Mine have never exactly screamed before. They Eep really loud, but never scream when they are fighting. Weird.


----------



## tialloydragon (Aug 27, 2007)

*Re: my rat keeps making this wierd screaming noise!!!?!?!?!?*

typically my rats shreik when they are fighting or when my Alpha pinns down one of the subordinates (they're all a bunch of drama queens.)


----------



## Forensic (Apr 12, 2007)

*Re: my rat keeps making this wierd screaming noise!!!?!?!?!?*

One of my rats did this for a while when I got Jack and Puck. I'm pretty sure it was Bacardi. He's just stand there and squeal at them.

Crazy loon.


----------



## kenRakuu (Mar 29, 2008)

*Re: my rat keeps making this wierd screaming noise!!!?!?!?!?*



Forensic said:


> One of my rats did this for a while when I got Jack and Puck. I'm pretty sure it was Bacardi. He's just stand there and squeal at them.
> 
> Crazy loon.


 This made me laugh really hard and I don't know why... 
When I was a kid my mum had guests over and my dog was growling at her friends boyfriend and I came into the living room and said "You're a bad man" and walked away and bragged the Rotti with me. 
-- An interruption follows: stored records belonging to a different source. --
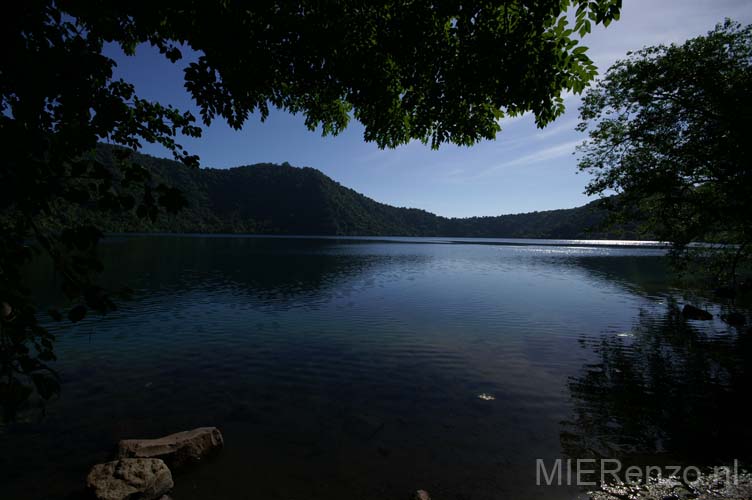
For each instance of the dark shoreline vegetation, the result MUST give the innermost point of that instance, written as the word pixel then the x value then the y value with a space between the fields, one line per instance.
pixel 275 199
pixel 340 368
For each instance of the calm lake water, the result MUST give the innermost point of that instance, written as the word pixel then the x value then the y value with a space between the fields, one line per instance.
pixel 352 368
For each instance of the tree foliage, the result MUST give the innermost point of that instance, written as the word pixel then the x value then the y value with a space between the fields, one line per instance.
pixel 668 131
pixel 434 71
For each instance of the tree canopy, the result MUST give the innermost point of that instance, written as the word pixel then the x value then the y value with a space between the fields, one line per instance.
pixel 438 72
pixel 668 131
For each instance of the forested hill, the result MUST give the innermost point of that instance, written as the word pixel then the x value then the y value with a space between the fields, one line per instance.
pixel 281 199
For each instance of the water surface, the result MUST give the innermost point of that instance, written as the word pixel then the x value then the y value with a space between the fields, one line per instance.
pixel 351 368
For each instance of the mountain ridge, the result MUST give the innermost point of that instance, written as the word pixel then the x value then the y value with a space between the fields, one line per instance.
pixel 269 198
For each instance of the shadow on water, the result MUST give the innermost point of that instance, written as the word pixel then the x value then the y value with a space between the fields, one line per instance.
pixel 340 369
pixel 670 391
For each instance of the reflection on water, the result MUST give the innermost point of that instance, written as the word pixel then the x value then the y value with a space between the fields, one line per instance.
pixel 667 392
pixel 347 368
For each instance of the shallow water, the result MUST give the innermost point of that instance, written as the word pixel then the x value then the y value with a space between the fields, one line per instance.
pixel 346 368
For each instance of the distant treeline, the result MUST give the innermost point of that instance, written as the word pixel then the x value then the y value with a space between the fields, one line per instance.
pixel 280 199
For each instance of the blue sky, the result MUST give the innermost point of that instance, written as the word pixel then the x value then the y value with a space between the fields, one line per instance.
pixel 524 169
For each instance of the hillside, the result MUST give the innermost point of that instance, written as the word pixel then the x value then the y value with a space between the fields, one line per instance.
pixel 281 199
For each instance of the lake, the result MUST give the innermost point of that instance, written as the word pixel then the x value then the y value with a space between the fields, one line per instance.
pixel 353 368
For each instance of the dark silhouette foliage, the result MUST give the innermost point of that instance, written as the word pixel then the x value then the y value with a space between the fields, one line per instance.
pixel 437 72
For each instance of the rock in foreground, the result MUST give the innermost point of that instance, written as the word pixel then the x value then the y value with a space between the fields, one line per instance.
pixel 710 486
pixel 143 478
pixel 175 449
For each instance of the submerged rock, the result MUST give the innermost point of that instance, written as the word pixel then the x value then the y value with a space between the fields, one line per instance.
pixel 127 478
pixel 735 319
pixel 716 485
pixel 175 449
pixel 692 312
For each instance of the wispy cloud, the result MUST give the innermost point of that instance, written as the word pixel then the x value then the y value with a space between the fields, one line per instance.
pixel 549 153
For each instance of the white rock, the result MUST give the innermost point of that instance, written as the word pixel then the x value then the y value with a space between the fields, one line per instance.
pixel 144 478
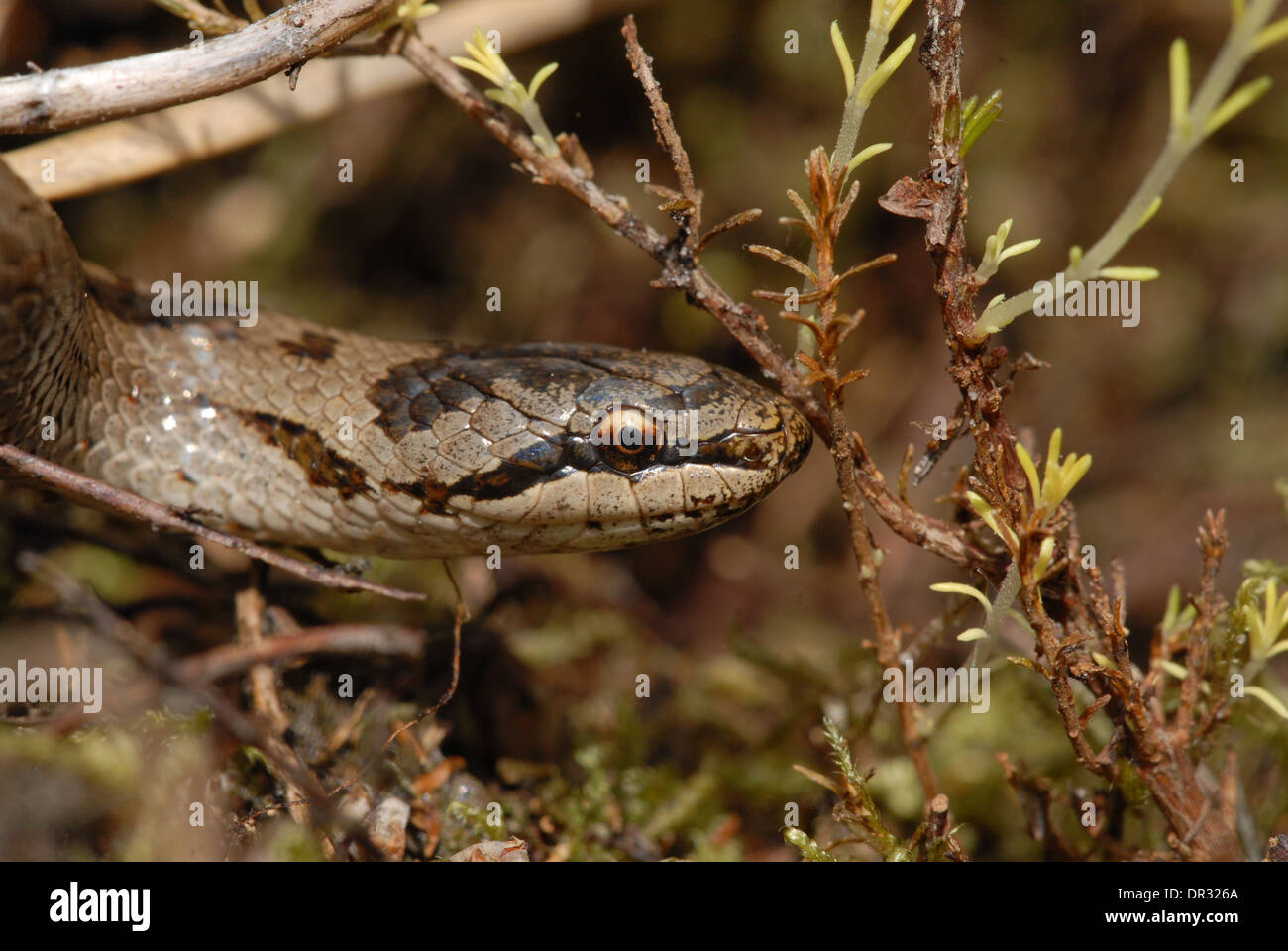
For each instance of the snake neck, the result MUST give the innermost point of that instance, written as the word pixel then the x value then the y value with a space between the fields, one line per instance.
pixel 43 300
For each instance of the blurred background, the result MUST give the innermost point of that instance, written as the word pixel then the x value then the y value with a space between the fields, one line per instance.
pixel 745 656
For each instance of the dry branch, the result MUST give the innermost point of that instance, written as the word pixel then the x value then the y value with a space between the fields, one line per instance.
pixel 68 98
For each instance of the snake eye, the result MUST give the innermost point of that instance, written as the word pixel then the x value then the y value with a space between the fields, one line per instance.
pixel 627 440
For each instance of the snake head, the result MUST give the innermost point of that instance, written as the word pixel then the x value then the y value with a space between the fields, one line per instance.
pixel 581 448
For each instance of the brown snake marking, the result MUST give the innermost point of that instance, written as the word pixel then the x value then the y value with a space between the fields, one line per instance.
pixel 310 436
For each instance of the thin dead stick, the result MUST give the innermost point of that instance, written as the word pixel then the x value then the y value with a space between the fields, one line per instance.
pixel 161 517
pixel 338 638
pixel 462 616
pixel 67 98
pixel 128 150
pixel 155 659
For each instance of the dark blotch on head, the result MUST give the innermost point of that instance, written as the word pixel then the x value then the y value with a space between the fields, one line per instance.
pixel 395 393
pixel 432 493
The guy did end up being a pretty nasty guy. 
Maybe Bacardi was just being like that lol


----------



## Forensic (Apr 12, 2007)

*Re: my rat keeps making this wierd screaming noise!!!?!?!?!?*

Well, he was somewhat right about Jack... he's not Jack Attack for nothing, after all.  But he's long since stopped, they're used to the smell of each other now!


----------



## kenRakuu (Mar 29, 2008)

*Re: my rat keeps making this wierd screaming noise!!!?!?!?!?*



Forensic said:


> Well, he was somewhat right about Jack... he's not Jack Attack for nothing, after all.  But he's long since stopped, they're used to the smell of each other now!


 aw thats sort of sad, but at least they're getting along now


----------